The Marlin Firearms Company purchased the Ideal Reloading Tool Company from John Barlow early in the twentieth century and then dumped it shortly before the US entry into WWI. It languished in the wilderness under a guy named Phineas Talcott until the Lyman Gunsight Company purchased the company and restarted production in the 1920's.
Talcott, it is said, sold the odds and ends of Ideal's remaining inventory, but apparently did no aggressive marketing, or production of new tools, at least in any quantity. A "Talcott-Marked" Ideal tool would be a prize for Ideal tong tool aficionados.
So it was with some joy that Townsend Whelen, in the middle of the Talcott hiatus, announced in The American Rifleman that the Modern-Bond Company had stepped in to supply the handloader with new loading tools.
The new offering was the Bond Model B, a noticeably oversized and overweight tong tool, made of brass, that used dies and attachments in the same manner as the Ideal 310 tools.
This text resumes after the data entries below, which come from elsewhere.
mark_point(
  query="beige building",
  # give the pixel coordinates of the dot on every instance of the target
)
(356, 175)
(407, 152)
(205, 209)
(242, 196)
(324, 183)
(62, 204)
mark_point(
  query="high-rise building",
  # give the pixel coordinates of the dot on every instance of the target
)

In this respect, the Bond B anticipated the Ideal 310 Tool, with a standard set of handles and caliber changes by changing attachments, by thirty years. The Bond attachments were on the same scale as the handles, without doing anything that the smaller, lighter Ideal tongs and dies did not do just as well.
The Modern Bond dies were also used in the later Model C, a strong contender for the worst loading press ever designed. The Bond B and C did have a shell mouth chamfering attachment, which was something of an innovation beyond the Ideal tools.
Anyway, here's my Bond Model B, guaranteed to give the user a bone-crushing Macho-Man handshake as a side benefit.
Attachment 199680
You can see the scaled up size of the Modern Bond compared to the Ideal here. Definitely for "Large" glove sizes.
Attachment 199682
The Bond Model B apparently went out of production in the Thirties. Once the Lyman/Ideal tong tools resumed sales, the writing was on the wall. Still, like all other Modern Bond reloading stuff, they were very well made.